Catholic taxpayers who help fund National Public Radio were also ignored on the evening newscast with that sad joke of a title — "All Things Considered."
If only some deceased priest had been accused of sexual improprieties in 1953 ... then Catholics would be seen as newsworthy. These "news" operations can't argue these are more important stories than the loss of religious freedom in America.
The print press isn't much better. For the Washington Post, there was a little one-column story buried on page A6. That fish wrap known as USA Today had a really tiny headline and 128-word item at the very bottom of A2. The New York Times had a perfunctory 419-word dispatch on page A17.
Two pages later, the Times defined as "news" what it prefers to report on Catholics: "2 Philadelphia Priests Punished in Sexual Abuse Cases." The paper noted one priest has been suspended from ministry for two years and the other had been placed on leave in December based on abuse that occurred about 40 years ago.

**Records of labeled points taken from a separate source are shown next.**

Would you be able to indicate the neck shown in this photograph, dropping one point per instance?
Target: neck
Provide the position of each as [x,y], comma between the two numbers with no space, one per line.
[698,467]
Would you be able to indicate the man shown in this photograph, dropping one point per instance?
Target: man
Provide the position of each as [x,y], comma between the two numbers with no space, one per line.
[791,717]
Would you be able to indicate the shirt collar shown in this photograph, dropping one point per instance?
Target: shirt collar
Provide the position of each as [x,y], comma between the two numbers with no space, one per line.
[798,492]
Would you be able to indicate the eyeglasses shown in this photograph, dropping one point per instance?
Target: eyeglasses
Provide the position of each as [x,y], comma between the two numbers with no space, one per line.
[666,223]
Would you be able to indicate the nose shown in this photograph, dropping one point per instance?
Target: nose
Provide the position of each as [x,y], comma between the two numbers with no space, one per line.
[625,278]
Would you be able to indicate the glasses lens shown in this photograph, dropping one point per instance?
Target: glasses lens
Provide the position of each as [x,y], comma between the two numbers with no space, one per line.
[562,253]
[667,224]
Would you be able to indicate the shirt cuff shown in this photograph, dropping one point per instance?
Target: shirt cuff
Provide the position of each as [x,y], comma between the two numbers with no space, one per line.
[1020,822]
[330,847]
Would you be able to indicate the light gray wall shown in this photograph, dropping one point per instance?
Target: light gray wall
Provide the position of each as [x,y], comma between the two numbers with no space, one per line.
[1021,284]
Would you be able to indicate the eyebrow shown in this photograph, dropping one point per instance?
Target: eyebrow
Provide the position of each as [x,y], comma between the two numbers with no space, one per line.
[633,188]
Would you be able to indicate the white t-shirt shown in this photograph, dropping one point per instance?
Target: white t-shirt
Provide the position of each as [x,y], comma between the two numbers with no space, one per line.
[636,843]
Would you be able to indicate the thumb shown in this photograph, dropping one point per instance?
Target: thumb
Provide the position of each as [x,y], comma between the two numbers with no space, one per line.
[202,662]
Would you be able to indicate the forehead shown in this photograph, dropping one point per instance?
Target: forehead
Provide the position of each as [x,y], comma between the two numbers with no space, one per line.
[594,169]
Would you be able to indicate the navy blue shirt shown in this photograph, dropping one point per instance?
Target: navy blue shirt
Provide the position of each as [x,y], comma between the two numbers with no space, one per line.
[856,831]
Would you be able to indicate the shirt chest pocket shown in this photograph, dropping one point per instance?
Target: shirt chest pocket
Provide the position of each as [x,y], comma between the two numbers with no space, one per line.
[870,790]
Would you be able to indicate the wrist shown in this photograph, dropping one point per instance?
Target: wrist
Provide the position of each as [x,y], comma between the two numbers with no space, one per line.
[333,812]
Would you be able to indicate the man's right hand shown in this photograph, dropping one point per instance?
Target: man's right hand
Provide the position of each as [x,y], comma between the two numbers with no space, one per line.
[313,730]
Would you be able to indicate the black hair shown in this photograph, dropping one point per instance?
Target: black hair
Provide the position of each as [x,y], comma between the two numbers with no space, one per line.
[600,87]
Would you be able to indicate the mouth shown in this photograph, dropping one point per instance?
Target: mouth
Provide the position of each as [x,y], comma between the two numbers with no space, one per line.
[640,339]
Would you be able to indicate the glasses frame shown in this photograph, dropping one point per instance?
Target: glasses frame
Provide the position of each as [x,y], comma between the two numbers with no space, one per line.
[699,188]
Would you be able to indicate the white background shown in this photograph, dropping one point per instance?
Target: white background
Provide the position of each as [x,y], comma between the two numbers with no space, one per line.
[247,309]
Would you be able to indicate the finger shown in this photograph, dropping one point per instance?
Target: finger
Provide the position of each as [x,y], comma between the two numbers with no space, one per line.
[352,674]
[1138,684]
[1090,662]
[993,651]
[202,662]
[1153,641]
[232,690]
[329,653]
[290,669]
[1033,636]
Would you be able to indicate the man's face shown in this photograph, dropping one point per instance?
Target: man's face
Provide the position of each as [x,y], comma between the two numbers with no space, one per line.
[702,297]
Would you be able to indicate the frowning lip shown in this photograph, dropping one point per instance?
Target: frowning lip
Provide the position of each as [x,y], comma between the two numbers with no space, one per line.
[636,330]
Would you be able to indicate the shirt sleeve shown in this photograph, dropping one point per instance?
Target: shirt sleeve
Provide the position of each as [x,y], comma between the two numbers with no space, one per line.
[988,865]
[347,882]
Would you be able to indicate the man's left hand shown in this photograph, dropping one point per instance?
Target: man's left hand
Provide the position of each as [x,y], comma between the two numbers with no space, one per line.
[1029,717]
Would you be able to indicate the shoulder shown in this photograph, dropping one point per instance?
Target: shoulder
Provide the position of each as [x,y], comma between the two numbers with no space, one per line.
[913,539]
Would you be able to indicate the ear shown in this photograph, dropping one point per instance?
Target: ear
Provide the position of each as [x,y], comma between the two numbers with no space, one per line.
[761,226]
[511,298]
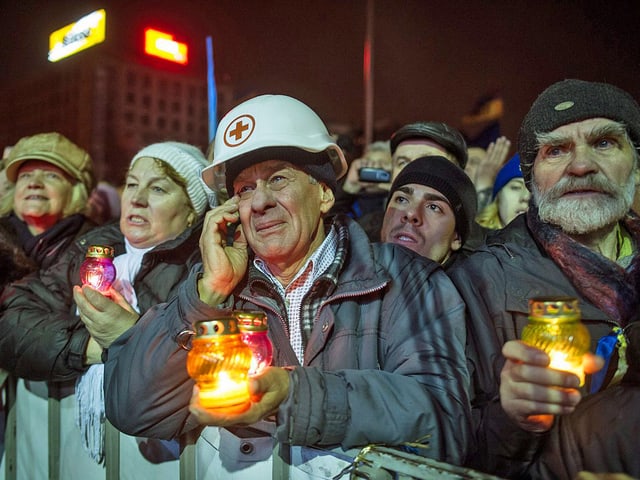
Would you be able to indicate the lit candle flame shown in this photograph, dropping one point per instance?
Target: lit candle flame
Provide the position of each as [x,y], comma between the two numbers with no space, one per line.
[559,362]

This wasn't really "news" as a current matter, but this is always and everywhere the bigoted narrative the Times prefers to perpetuate.
Cardinal Timothy Dolan of New York, the head of the U.S. Conference of Catholic Bishops used the word "horror" to describe what Team Obama is mandating. On the only broadcast show to give him coverage, CBS "This Morning" anchor Charlie Rose asked Dolan if the White House misled him on this issue. Dolan began by saying he hesitated to question the president's sincerity — even though anyone who heard Obama's 2009 commencement speech at Notre Dame about "honoring the conscience" of his opponents on abortion has proven he is completely insincere.
The cardinal said, "I worry, Charlie, that members of his administration might not particularly understand our horror at the restrictive nature of this exemption that they're giving us, that for the first time that we can remember, a bureau of the federal government seems to be radically intruding into the internal definition of what a church is. We can't seem to get that across."
He's not finding much help getting anything across from those supposed "mediators" of the national press corps.